The Aftermath: Blood Over Texas Horror For the Holidays V – 5

16 years ago, my life changed when I accepted a job interview with a tech company in Tallahassee, Florida. It was a fly-in/fly-out interview, but what I saw was enough to risk moving across country for something that might turn back into pumpkins and mice at any moment. (That’s about what happened, and several former co-workers regularly re-apologize for my getting laid off just before Christmas. I tell them that they have nothing to apologize for: if not for those four months in Tally, my life would be drastically different today, and much less satisfying.
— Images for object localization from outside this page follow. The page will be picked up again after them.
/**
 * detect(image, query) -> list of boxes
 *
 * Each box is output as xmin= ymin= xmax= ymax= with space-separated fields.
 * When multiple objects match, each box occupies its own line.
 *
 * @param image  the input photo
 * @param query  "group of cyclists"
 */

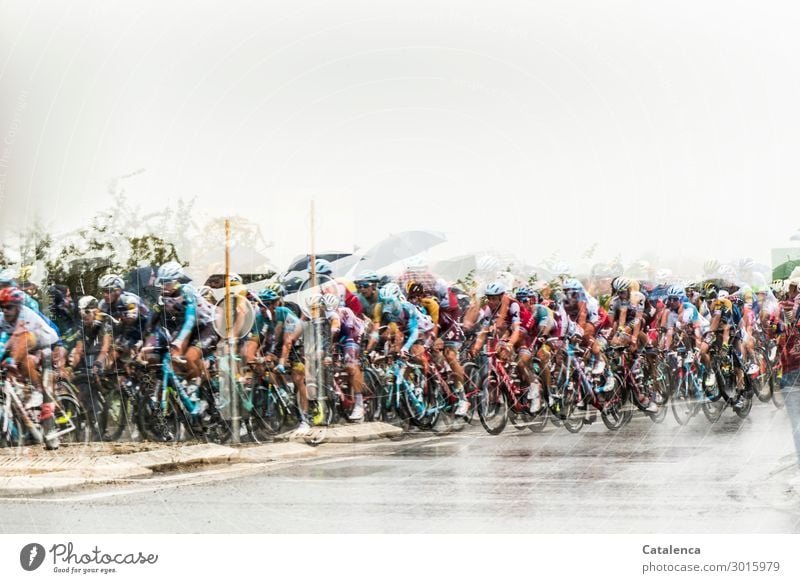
xmin=0 ymin=253 xmax=794 ymax=449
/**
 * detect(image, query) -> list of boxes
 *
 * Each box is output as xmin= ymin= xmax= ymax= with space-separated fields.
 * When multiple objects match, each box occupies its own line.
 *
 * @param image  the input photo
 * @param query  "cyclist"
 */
xmin=353 ymin=270 xmax=381 ymax=317
xmin=146 ymin=261 xmax=217 ymax=388
xmin=246 ymin=287 xmax=310 ymax=434
xmin=516 ymin=286 xmax=556 ymax=413
xmin=97 ymin=274 xmax=151 ymax=358
xmin=69 ymin=295 xmax=114 ymax=440
xmin=0 ymin=287 xmax=60 ymax=447
xmin=317 ymin=293 xmax=367 ymax=422
xmin=46 ymin=284 xmax=80 ymax=379
xmin=406 ymin=281 xmax=469 ymax=417
xmin=365 ymin=282 xmax=421 ymax=360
Hell, I might have returned to writing for science fiction magazines.) I had a lot of entertaining encounters in both the Dallas and Tallahassee airports, but one of the most interesting was from a Miami native who was switching flights in Tally before heading home, and he asked why the HELL would I want to live in the Florida Panhandle. “South Florida: that’s where the action is!”

Years later, after visiting Tampa and making friends I still hold dear, I understood what he was getting at. At the same time, in this line of work, a bit of quiet is exactly what I need to get things done.

It’s the same situation with Austin. “Look at all of the events out here! Look at the clubs, and the galleries, and the bookstores! Why, Dallas doesn’t even HAVE bookstores! You stand around staring at two-story buildings and ask if they have those newfangled indoor toilets!” Okay, so we’re not as relentlessly exciting as Austin, but we’re not completely uncivilized: the Adolphus Hotel in downtown finally took down the big “Free HBO in your room!” sign about a week ago. And if we don’t use indoor toilets, it’s usually because we’re really angry with a neighbor.

This isn’t a slam against Austin (two decades ago, if you’d told me I’d be defending Austin instead of riding a nuke into downtown, I’d have questioned your sanity, but times change), but it’s just not a town conducive to what the Triffid Ranch is trying to do. The secret to Dallas is that we’re not the hidebound, stick-in-the-mud business city popularly presented: we’ve got a wide-ranging music community, one hell of an arts community, and a lot of unorthodoxy that’s not advertised. That’s for a reason: the longer we can keep the contingent of SMU brats away, the longer a venue, locale, or community can last. It starts with a few of them coming in seeing if anyone knows any good coke dealers, and like roaches discovering spilled sugar, they leave scent trails for their friends. Before you know it, developers discover that artistic sweat equity made a locale particularly desirable, and it’s gentrified out of existence. The SMU brats who wanted to live there because it was cool leave because they don’t have a place to slum, the developers follow, and everyone else tries to rebuild elsewhere. The longer we keep quiet, the longer what we have lasts.

This means that Dallas runs on a different artistic cycle than most cities. Nobody cares if you’re an aspiring writer or painter: the only people who think this matters are yuppies who assume that crowing “Well, I’M an artist!” will get them into loft spaces otherwise inaccessible to those with neither brains nor soul. Respect comes from finishing the projects you say you’re going to finish, no matter how lonely or bored you are in the interim, and then producing more. Dallas is a tough teacher in that regard, especially since the city in general only notices successful artists after they’ve become successful elsewhere, but it also produces people who don’t quit halfway through because they’re not getting enough attention. And for some of us, that lack of attention is a greater motivator than getting attention, because it makes us strive that much harder to prove we can do it. Distractions just prevent production.

And that, in a nutshell, is why I can’t live in Austin, or Houston, or New York, or New Orleans. Please note that I said nothing about dragging out enclosures and visiting.